La municipalité de Berlin se trouve au cœur d’une crise majeure de cybersécurité après qu’un groupe de hackers a réussi à s’introduire dans ses systèmes, dérobant des centaines de données sensibles. Cette cyberattaque, qui a eu lieu le 14 août dernier, a entraîné un chantage financier contre la ville, les pirates réclamant 30 bitcoins, soit près de 2 millions d’euros, pour ne pas divulguer les informations volées.
EN BREF
- Une cyberattaque a frappé la municipalité de Berlin, avec des données volées mises en ligne.
- Le maire a refusé de céder au chantage, malgré une rançon exigée de 2 millions d’euros.
- Le groupe de hackers Rhysida revendique l’attaque et a déjà ciblé d’autres institutions.
Les répercussions de cette attaque ont été significatives. Plusieurs administrations, notamment celles en charge du logement et de l’environnement, ont été complètement isolées du réseau pendant une semaine, rendant impossible le traitement des demandes d’allocation logement. Ce confinement a eu des conséquences directes sur les citoyens berlinois, qui ont eu du mal à accéder à des services essentiels.
Le 4 septembre, jour limite fixé par les hackers pour le paiement de la rançon, le maire conservateur de Berlin, Kai Wegner, a annoncé publiquement que la ville ne céderait pas au chantage. Ce choix a été soutenu par des experts en cybersécurité, comme Bianca Kastl du Chaos Computer Club, qui a souligné que céder à ces demandes n’encourage que davantage d’attaques similaires.

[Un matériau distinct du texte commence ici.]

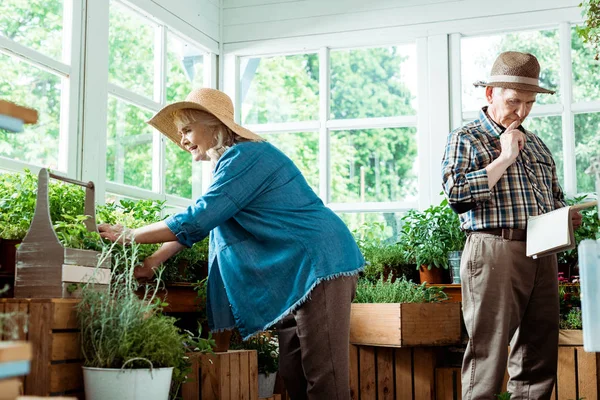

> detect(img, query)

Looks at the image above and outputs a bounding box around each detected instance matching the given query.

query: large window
[0,0,81,173]
[454,23,600,195]
[106,0,207,205]
[238,44,419,240]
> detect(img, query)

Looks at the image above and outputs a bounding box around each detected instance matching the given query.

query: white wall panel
[223,0,580,44]
[127,0,221,54]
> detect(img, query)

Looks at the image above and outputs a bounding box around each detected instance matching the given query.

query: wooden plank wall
[0,299,83,398]
[350,345,436,400]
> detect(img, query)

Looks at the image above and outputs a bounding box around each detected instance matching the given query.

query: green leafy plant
[399,199,466,269]
[576,0,600,60]
[77,244,210,395]
[354,276,448,303]
[231,331,279,375]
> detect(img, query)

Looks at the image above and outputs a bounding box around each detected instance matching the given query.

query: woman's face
[179,122,215,161]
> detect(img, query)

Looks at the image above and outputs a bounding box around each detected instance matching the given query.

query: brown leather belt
[469,228,527,242]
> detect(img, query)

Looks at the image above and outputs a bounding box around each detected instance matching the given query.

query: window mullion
[319,47,331,203]
[559,22,577,195]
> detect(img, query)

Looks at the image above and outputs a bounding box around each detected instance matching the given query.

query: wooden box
[350,345,436,400]
[0,299,83,398]
[181,350,258,400]
[350,302,461,347]
[14,168,110,299]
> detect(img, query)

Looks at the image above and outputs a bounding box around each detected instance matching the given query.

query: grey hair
[173,108,251,166]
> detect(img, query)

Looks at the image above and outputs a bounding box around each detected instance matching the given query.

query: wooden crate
[0,299,83,398]
[350,302,461,347]
[350,345,437,400]
[14,168,110,299]
[181,350,258,400]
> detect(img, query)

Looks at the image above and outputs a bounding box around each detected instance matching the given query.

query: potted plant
[350,277,461,347]
[400,199,466,283]
[232,331,279,398]
[77,241,202,400]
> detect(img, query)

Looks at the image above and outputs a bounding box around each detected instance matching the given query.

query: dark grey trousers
[276,276,357,400]
[460,233,559,400]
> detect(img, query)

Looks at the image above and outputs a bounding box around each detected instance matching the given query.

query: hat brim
[473,81,556,94]
[146,101,265,152]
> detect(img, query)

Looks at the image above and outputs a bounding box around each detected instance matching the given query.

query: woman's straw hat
[148,88,265,151]
[473,51,554,94]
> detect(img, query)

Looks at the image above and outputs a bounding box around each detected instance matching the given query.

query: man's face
[485,86,537,128]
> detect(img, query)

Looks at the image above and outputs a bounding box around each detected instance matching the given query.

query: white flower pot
[83,367,173,400]
[258,372,277,398]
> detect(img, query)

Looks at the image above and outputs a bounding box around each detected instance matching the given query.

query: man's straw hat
[148,88,265,151]
[473,51,554,94]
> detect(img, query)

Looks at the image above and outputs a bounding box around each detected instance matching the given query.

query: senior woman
[99,89,364,400]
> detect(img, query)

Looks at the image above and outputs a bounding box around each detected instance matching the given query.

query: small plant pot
[83,367,173,400]
[419,265,444,284]
[258,372,277,399]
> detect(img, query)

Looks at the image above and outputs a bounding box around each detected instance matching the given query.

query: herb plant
[354,276,448,303]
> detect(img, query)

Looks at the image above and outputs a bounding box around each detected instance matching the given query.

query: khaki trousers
[460,232,559,400]
[276,276,357,400]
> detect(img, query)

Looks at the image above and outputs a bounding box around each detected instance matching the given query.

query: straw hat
[473,51,554,94]
[147,88,265,151]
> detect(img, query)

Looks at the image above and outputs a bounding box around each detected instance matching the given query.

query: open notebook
[526,201,598,258]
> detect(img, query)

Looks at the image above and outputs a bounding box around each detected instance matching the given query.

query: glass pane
[108,1,158,98]
[524,116,565,188]
[0,53,62,169]
[167,32,204,103]
[571,27,600,101]
[338,212,404,243]
[330,128,417,203]
[261,132,319,194]
[575,113,600,193]
[164,138,192,199]
[460,29,560,111]
[106,96,152,190]
[0,0,63,60]
[330,45,417,119]
[240,54,319,124]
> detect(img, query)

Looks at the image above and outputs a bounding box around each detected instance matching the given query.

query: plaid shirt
[442,107,566,230]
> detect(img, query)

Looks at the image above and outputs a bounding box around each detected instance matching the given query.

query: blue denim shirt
[165,142,365,337]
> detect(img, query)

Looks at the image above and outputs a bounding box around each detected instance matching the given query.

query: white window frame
[83,0,217,208]
[0,0,85,177]
[450,19,584,196]
[224,41,432,217]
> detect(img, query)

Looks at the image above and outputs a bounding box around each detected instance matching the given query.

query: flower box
[350,302,461,347]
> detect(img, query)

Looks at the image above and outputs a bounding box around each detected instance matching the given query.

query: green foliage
[352,222,414,282]
[354,276,448,303]
[577,0,600,60]
[558,194,600,266]
[558,283,581,329]
[77,244,210,398]
[231,331,279,375]
[400,199,466,269]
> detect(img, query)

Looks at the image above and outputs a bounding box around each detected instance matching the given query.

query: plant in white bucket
[77,244,199,400]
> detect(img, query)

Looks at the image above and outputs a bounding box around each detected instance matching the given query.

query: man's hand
[500,120,527,164]
[98,224,133,244]
[571,211,583,229]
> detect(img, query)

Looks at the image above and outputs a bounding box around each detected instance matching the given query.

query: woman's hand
[133,256,160,280]
[98,224,134,244]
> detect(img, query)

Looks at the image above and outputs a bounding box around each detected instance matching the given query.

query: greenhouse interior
[0,0,600,400]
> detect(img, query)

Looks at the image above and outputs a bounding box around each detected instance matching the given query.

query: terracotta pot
[419,265,444,284]
[212,331,233,353]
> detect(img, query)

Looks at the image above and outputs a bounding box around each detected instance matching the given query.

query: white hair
[173,108,252,166]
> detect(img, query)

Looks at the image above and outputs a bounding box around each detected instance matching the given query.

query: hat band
[488,75,540,86]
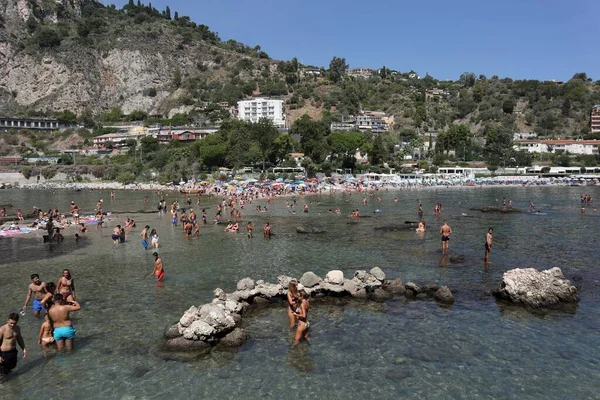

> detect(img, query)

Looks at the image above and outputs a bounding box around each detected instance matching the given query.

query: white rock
[325,269,344,285]
[369,267,385,282]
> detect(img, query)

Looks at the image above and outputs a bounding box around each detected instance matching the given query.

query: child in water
[38,314,54,349]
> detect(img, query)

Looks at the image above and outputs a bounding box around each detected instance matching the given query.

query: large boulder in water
[493,267,579,308]
[433,286,454,305]
[300,271,322,288]
[236,278,255,290]
[325,269,344,285]
[219,328,248,347]
[369,267,385,282]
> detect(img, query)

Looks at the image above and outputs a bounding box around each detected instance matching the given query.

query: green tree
[290,114,329,164]
[140,136,160,157]
[369,135,389,165]
[173,67,181,88]
[502,99,515,114]
[327,131,364,159]
[483,125,514,165]
[56,110,77,124]
[458,72,477,87]
[33,26,61,48]
[79,107,95,128]
[21,166,33,180]
[250,118,279,172]
[273,133,297,163]
[42,167,57,180]
[329,57,348,83]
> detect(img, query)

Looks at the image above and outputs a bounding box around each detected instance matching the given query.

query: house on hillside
[590,104,600,135]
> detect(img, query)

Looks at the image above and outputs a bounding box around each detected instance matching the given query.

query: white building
[238,98,285,128]
[514,140,600,154]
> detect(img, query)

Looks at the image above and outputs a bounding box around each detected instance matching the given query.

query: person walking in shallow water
[484,227,494,264]
[440,220,452,254]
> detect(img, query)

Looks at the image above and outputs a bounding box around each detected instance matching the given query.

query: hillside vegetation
[0,0,600,179]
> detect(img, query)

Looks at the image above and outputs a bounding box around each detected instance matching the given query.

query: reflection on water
[0,187,600,399]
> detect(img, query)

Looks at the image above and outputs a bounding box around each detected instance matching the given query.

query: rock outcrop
[164,267,453,352]
[493,267,579,308]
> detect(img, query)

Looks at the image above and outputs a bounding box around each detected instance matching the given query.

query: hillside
[0,0,600,137]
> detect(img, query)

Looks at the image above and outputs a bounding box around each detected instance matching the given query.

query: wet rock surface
[493,267,579,308]
[164,267,453,352]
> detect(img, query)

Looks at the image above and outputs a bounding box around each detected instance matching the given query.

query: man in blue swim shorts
[48,293,81,352]
[23,274,47,316]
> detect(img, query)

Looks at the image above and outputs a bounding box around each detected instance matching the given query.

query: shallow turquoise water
[0,186,600,399]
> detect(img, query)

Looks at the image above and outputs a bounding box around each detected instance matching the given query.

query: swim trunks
[54,325,77,341]
[0,349,18,376]
[32,299,46,312]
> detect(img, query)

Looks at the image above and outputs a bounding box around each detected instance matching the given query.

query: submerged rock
[383,279,406,295]
[165,336,212,352]
[236,278,255,290]
[219,328,248,347]
[433,286,454,304]
[469,206,521,214]
[300,271,322,288]
[369,267,385,282]
[325,269,344,285]
[493,267,579,308]
[164,267,453,352]
[296,226,325,235]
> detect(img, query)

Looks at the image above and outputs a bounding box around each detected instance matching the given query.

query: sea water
[0,186,600,400]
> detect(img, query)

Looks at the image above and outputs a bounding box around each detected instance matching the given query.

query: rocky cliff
[0,0,269,114]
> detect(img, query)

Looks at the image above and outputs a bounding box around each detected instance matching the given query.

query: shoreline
[3,176,600,196]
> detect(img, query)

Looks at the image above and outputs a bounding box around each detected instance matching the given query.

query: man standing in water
[440,220,452,254]
[150,252,165,281]
[23,274,46,317]
[0,313,27,378]
[48,293,81,353]
[484,227,494,264]
[140,225,150,250]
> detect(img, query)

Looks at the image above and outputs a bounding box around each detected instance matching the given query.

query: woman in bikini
[38,314,54,350]
[294,290,310,346]
[287,279,300,329]
[56,269,75,302]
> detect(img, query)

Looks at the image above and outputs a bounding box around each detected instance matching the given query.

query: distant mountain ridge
[0,0,269,114]
[0,0,600,137]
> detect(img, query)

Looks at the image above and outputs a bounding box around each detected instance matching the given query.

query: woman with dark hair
[56,268,75,302]
[287,279,300,329]
[294,290,310,346]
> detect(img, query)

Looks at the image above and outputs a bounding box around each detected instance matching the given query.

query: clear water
[0,186,600,399]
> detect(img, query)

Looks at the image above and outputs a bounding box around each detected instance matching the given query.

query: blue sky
[103,0,600,80]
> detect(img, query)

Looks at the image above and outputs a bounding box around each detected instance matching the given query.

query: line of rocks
[164,267,454,351]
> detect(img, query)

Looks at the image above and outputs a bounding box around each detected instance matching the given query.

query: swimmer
[0,313,27,377]
[484,227,494,264]
[294,290,310,346]
[246,221,254,239]
[150,252,165,281]
[23,274,47,317]
[440,220,452,254]
[140,225,150,250]
[38,314,54,350]
[48,293,81,353]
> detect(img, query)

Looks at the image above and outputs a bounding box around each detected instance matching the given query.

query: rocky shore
[493,267,579,308]
[164,267,454,352]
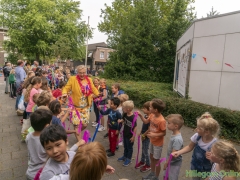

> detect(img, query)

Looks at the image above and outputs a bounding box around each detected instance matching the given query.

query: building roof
[88,42,107,51]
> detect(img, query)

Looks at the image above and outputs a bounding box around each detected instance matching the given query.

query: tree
[207,6,219,17]
[0,0,87,60]
[98,0,194,82]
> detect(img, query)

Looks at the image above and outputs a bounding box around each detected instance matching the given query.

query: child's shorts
[149,143,162,159]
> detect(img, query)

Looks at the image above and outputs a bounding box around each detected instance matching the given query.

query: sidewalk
[0,77,240,180]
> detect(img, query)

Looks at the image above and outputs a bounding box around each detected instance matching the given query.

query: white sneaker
[92,122,98,127]
[98,125,105,131]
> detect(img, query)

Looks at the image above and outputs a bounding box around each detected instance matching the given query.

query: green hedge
[107,79,240,143]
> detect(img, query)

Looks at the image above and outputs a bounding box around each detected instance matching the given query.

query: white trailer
[173,11,240,110]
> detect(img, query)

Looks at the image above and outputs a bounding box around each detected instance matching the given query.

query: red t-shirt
[52,89,62,98]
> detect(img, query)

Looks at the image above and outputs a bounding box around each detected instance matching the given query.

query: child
[140,99,166,180]
[52,81,66,98]
[172,113,219,180]
[115,94,129,146]
[98,97,122,157]
[24,77,42,115]
[51,142,115,180]
[40,124,85,180]
[163,114,184,180]
[49,100,78,139]
[8,69,17,99]
[135,101,151,172]
[26,109,52,180]
[96,79,108,131]
[36,91,52,110]
[118,101,137,166]
[207,141,240,180]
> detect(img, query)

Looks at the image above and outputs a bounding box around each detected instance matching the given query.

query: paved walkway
[0,77,240,180]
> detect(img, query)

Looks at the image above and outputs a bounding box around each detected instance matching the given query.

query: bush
[107,79,240,142]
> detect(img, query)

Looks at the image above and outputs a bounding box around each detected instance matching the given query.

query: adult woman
[62,65,99,134]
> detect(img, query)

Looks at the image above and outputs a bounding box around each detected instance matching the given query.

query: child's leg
[142,138,150,166]
[150,145,162,177]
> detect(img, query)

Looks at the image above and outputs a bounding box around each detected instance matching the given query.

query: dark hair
[40,124,67,147]
[112,83,120,90]
[151,99,165,113]
[41,77,48,91]
[58,81,66,89]
[143,101,151,111]
[30,109,52,131]
[48,100,61,115]
[111,97,121,107]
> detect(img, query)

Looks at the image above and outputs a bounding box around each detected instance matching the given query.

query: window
[100,51,104,59]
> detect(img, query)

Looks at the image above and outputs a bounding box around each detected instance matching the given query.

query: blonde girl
[207,141,240,180]
[172,112,220,180]
[24,77,42,115]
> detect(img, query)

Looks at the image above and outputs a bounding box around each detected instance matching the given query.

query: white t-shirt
[191,133,217,151]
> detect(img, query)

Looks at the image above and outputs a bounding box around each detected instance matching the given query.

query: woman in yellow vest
[62,65,99,139]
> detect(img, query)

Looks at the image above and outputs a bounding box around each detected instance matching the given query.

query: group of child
[9,65,240,180]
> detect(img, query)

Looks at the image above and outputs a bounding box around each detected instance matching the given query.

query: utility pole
[85,16,90,67]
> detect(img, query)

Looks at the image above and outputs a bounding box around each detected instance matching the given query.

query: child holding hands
[118,100,137,166]
[139,99,166,180]
[172,113,219,180]
[135,101,151,172]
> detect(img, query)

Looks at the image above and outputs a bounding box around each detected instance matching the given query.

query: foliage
[98,0,194,82]
[207,6,220,17]
[0,0,91,60]
[107,79,240,142]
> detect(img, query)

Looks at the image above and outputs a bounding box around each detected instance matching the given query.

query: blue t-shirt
[52,115,62,125]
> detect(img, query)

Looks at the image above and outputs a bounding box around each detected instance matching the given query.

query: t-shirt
[191,133,217,151]
[148,114,166,146]
[25,133,48,179]
[52,115,62,126]
[100,108,122,130]
[167,133,183,166]
[40,151,76,180]
[141,115,150,138]
[52,88,62,98]
[122,113,137,138]
[26,88,38,112]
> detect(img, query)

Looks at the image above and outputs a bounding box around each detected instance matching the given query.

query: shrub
[107,79,240,142]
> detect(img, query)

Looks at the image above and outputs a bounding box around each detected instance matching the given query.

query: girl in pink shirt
[24,77,42,115]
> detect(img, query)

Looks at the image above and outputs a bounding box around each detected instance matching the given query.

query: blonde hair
[166,114,184,129]
[122,100,134,110]
[24,77,42,102]
[33,93,40,104]
[76,65,87,72]
[212,141,240,172]
[118,94,129,104]
[36,91,52,107]
[69,142,107,180]
[197,112,220,137]
[10,69,15,74]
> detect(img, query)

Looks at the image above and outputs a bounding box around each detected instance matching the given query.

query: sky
[80,0,240,44]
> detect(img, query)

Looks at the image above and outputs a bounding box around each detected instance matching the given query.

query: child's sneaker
[92,122,98,127]
[103,133,108,138]
[98,125,105,132]
[118,156,126,161]
[107,152,115,157]
[123,158,132,167]
[140,165,151,172]
[135,161,145,169]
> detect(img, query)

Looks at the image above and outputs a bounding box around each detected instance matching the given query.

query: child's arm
[137,111,149,124]
[130,126,137,143]
[172,141,195,157]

Malgré la position ferme de la municipalité, les hackers ont publié les données volées sur le darknet, rendant plus d’un million de fichiers accessibles au téléchargement. Ces documents comprennent des informations personnelles critiques, tels que des bulletins de salaire, des contrats et des pièces d’identité numérisées. Le risque est grand, car ces données pourraient être utilisées pour des fraudes, notamment des vols d’identité.
La nature de cette cyberattaque et l’identité des attaquants, un groupe se faisant appeler Rhysida, ne sont pas nouvelles. Le groupe avait auparavant revendiqué une attaque contre la British Library de Londres, où ils avaient aussi exigé une rançon. Cette continuité soulève des questions sur les motivations derrière ces actions : la sécurité fédérale allemande a noté que les motivations semblent principalement financières, bien que le timing de l’attaque, à un mois des élections municipales prévues le 20 septembre, pourrait suggérer d’autres enjeux sous-jacents.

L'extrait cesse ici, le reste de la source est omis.